If you are familiar with Bash scripting in Linux, then you will already be familiar with pipes. In Julia, the pipe operator is |>. They can be used to redirect the output of something into another function. For example, if you have functions foo and bar such that you can run bar(foo(x)), then you can also rewrite this as foo(x) |> bar. A handy use case for pipes is to avoid defining multiple temporary variables, while also avoiding hard-to-read nested calls.

foo(x) = 2 * sin(x)
bar(x) = 3 * x^2

# Several tmp vars
tmp1 = rand()
tmp2 = foo(tmp1)
x    = bar(tmp2)

# Multiple nested calls
x = bar(foo(rand()))

# One clean easy to read line
x = rand() |> foo |> bar

Anonymous Functions

An anonymous function is (as the name suggests) a function without a name. In Julia, these are done by using the -> operator. A simple f(x) = 2 * x^2 function can be anonymized as x -> 2 * x^2; however, this example does not properly showcase the value of these anonymous functions. Although they can be used in numerous ways, they are most often used in two ways.

1. Alongside pipes

Sometimes you want to pipe output into a function that takes multiple arguments. In those cases, you need to couple a pipe and an anonymous function. The example below shows a simple version of this use case.

foo(x)   = 6 * x^2
bar(x,y) = x^2 - y^2

z = rand() |> foo |> (x -> bar(x, 6))

In this example the output of foo is piped into an anonymous function (x -> bar(x, 6)) which passes the output into bar alongside an additional argument.

2. Within function calls

Many built-in functions take an expression/function as an argument, for instance, filter and find take expressions that evaluate to booleans as arguments.

x = rand(50)

filter(e -> e > 0.5, x)

The code block above uses the anonymous function e -> e > 0.5 as the expression argument for filter, which in this case filters out the values larger than 0.5 from the array x.

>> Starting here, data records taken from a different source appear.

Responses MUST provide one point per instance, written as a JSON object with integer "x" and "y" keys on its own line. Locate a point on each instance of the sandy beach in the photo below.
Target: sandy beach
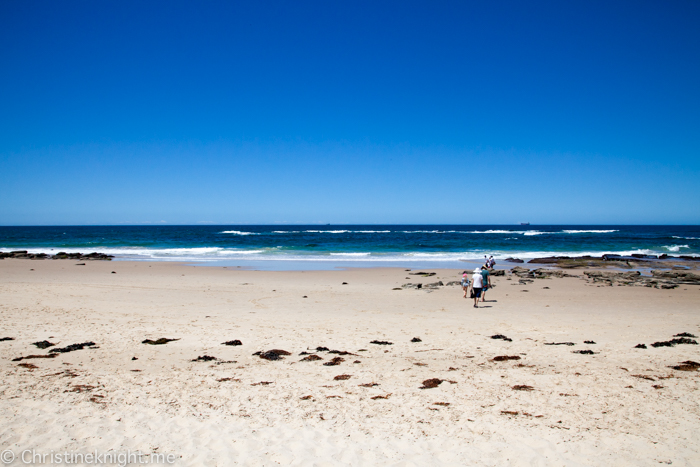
{"x": 545, "y": 405}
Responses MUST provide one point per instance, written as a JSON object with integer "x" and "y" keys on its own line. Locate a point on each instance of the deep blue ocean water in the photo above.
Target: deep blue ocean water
{"x": 353, "y": 244}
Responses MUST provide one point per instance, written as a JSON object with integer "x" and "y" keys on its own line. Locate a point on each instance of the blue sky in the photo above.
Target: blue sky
{"x": 577, "y": 112}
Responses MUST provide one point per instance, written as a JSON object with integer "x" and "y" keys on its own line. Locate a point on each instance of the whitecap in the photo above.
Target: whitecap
{"x": 676, "y": 248}
{"x": 238, "y": 232}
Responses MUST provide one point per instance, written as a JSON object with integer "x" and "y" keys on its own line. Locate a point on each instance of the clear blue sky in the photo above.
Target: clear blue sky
{"x": 561, "y": 112}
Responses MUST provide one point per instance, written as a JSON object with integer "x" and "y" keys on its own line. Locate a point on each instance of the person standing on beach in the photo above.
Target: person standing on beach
{"x": 477, "y": 284}
{"x": 486, "y": 282}
{"x": 465, "y": 283}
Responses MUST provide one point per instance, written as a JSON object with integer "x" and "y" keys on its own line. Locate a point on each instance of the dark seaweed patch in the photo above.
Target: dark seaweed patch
{"x": 502, "y": 337}
{"x": 673, "y": 342}
{"x": 34, "y": 356}
{"x": 335, "y": 361}
{"x": 311, "y": 358}
{"x": 43, "y": 344}
{"x": 233, "y": 342}
{"x": 504, "y": 358}
{"x": 431, "y": 383}
{"x": 688, "y": 365}
{"x": 204, "y": 358}
{"x": 161, "y": 341}
{"x": 274, "y": 354}
{"x": 73, "y": 347}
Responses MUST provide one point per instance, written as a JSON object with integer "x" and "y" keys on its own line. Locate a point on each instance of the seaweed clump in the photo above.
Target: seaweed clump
{"x": 505, "y": 358}
{"x": 204, "y": 358}
{"x": 311, "y": 358}
{"x": 688, "y": 365}
{"x": 673, "y": 342}
{"x": 336, "y": 361}
{"x": 431, "y": 383}
{"x": 161, "y": 341}
{"x": 43, "y": 344}
{"x": 502, "y": 337}
{"x": 233, "y": 342}
{"x": 274, "y": 354}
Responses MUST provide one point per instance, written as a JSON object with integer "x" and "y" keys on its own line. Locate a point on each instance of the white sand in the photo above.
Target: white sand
{"x": 583, "y": 410}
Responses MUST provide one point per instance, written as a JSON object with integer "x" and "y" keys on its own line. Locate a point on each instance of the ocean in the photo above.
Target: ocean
{"x": 330, "y": 246}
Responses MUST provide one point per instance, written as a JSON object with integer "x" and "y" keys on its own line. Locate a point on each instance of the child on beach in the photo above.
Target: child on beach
{"x": 465, "y": 283}
{"x": 477, "y": 284}
{"x": 486, "y": 282}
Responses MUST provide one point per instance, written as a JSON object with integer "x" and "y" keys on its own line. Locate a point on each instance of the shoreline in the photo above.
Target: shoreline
{"x": 589, "y": 409}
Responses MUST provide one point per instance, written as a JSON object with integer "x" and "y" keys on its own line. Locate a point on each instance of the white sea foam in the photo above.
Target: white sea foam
{"x": 676, "y": 248}
{"x": 282, "y": 254}
{"x": 238, "y": 232}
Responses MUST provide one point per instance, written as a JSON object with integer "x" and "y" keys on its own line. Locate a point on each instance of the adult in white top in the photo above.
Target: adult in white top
{"x": 477, "y": 286}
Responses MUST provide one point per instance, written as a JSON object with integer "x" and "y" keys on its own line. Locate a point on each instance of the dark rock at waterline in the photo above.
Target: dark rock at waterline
{"x": 233, "y": 342}
{"x": 73, "y": 347}
{"x": 43, "y": 344}
{"x": 161, "y": 341}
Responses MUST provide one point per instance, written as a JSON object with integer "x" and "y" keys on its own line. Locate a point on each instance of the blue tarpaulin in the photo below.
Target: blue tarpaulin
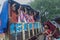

Base Functions with Custom Types

This feature involves Julia's multiple dispatch, which is simply when multiple functions have the same name but different arguments. This allows you to write custom base functions for custom types. This is easier to understand through an example.

struct Point{F <: Float64}
  x::F
  y::F
  z::F
end

function Base.show(io::IO, point::Point)
  println(io, "(x,y,z) = ($(point.x),$(point.y),$(point.z))")
end

The example above shows how to make a custom show function for a custom type Point. This is called "extending" the show function. This makes it so that when you display variables of the type Point, they will be displayed using the custom show function above. This means that when instantiating a variable p = Point(1.0, 2.0, 3.0) in the repl, the following output will be (x,y,z) = (1.0,2.0,3.0).

This can be done to all functions you have access to within your Julia code, even those from other imported packages. An important consideration here is to make sure you avoid "type piracy", where you extend a function on types that you did not define. For example,

Base.show(io::IO, f::Float64) = println(io, "This is type piracy")

extending show on the Float64 type (which would not be extending but rather "redefining", since it already exists) is a case of type piracy. This is considered bad practice since it can cause unexpected behavior within your code, or someone else's code if they import your code.